Who holds more lawmaking power in California? Do elected members of the Legislature or the People of the state have greater lawmaking power?
California’s Constitution provides the three branches of government, as well as the rights of direct democracy. Article III, Section 3 provides the separation of powers among the three branches of our state government: legislative, executive, and judicial.
Article II concerns voting, the initiative and referendum, and the recall. Specifically, Section 1 provides the following: “All political power is inherent in the people. Government is instituted for their protection, security, and benefit, and they have the right to alter or reform it when the public good may require.”
Article II grants the people “all political power.” What is the definition of political power? Other states, such as Utah and New Jersey, use the same language that California does. Is it broader or narrower than legislative power?
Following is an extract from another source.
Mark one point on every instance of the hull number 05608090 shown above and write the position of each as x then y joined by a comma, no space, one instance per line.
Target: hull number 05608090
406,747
The term “political” used in Article II is obviously different than the term “legislative” used in Article IV.
Article IV concerns the legislative branch. Specifically, Section 1 provides the following: “The legislative power of this State is vested in the California Legislature which consists of the Senate and Assembly, but the people reserve to themselves the powers of initiative and referendum.”
Article IV gives “the legislative power” to the Legislature. What is the definition of legislative power? Is it broader or narrower than political power?
It is also often stated by the California Supreme Court that the Legislature’s plenary lawmaking powers are only limited by the state Constitution (as opposed to the United States Constitution that grants specific powers to the U.S. Congress).
The Legislature can enact statutes and propose constitutional amendments (which must be voted upon by the people). Is this more power than what the people have? Or is it less?
Article IV also reserves to the people the powers of initiative and referendum. The initiative is the power to propose and enact constitutional amendments or statutes. The referendum is the power to repeal a statute that has been enacted by the Legislature.
Some view the legislative branch as being the most powerful of the three branches because it is in charge of making laws, and they can override a gubernatorial veto, and control state spending through the budget process.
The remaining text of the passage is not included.